# Clean Hearing Details
### Standardize hearing detail JSONs into one file

In [29]:
import pandas as pd
import json

def standardize_json(json_file_path):
  with open(json_file_path, 'r') as json_file:
    data = json.load(json_file)

  df = pd.DataFrame(data)

  selected_columns = ['govinfo_id', 'Title', 'Congress', 'Congress Chamber', 'Held Date', 'Committee and Subcommittee', 'Members', 'Bill Numbers', 'Witnesses']
  new_column_names = {'Title': 'title', 'Congress': 'congress_session', 'Congress Chamber': 'chamber', 'Held Date': 'held_date', 'Committee and Subcommittee': 'committee', 'Members': 'members', 'Bill Numbers': 'bill_numbers', 'Witnesses': 'witnesses'}
  df_standardized = df[selected_columns].rename(columns=new_column_names)
  df_standardized['congress_session'] = df_standardized['congress_session'].str.replace(r'th$', '', regex=True)

  return df_standardized

Because committee name could change over time, we have collected a committee name mapping that maps different names to the same committee. This function below adds a 'committee_mapped' column.

In [30]:
def map_committee_name(df):
    print('map_committee_name: Mapping different committee names of the same committee to the same name')
    with open('../data/mappings/committee_name_mapping.json', 'r') as f:
        committee_name_mapping = json.load(f)

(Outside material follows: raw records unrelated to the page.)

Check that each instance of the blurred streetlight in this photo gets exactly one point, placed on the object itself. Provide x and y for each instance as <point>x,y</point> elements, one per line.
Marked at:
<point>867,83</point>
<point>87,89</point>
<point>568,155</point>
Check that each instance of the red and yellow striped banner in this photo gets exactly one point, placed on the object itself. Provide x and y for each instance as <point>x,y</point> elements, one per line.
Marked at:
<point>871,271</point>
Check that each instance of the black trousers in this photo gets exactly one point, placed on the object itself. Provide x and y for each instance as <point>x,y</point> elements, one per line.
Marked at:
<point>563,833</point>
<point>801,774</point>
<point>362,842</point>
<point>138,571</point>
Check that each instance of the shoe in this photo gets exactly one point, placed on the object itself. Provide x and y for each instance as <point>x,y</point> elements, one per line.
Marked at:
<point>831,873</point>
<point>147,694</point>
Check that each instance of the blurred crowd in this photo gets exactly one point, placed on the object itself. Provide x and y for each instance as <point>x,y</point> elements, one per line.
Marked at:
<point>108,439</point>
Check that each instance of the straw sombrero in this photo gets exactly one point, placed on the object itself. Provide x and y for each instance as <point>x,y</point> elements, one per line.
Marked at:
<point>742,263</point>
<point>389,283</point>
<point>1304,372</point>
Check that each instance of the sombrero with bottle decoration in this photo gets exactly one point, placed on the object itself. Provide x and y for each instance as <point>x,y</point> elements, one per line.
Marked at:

    def get_mapped_committee_name(chamber, committee):
        if chamber not in committee_name_mapping: return committee
        if committee not in committee_name_mapping[chamber]: return committee
        return committee_name_mapping[chamber][committee]

    df['committee_mapped'] = df.apply(lambda row: get_mapped_committee_name(row['chamber'], row['committee']), axis=1)
    column_order = ['govinfo_id', 'title', 'congress_session', 'chamber', 'committee', 'committee_mapped', 'held_date', 'members', 'bill_numbers', 'witnesses']
    df = df[column_order]
    return df

In [31]:
import os

all_dataframes = []

for json_file_name in os.listdir('../data/hearing_data/hearing_details/'):
    try:
        all_dataframes.append(standardize_json(f"../data/hearing_data/hearing_details/{json_file_name}"))
    except Exception as e:
        print(f"Getting exception at {json_file_name}")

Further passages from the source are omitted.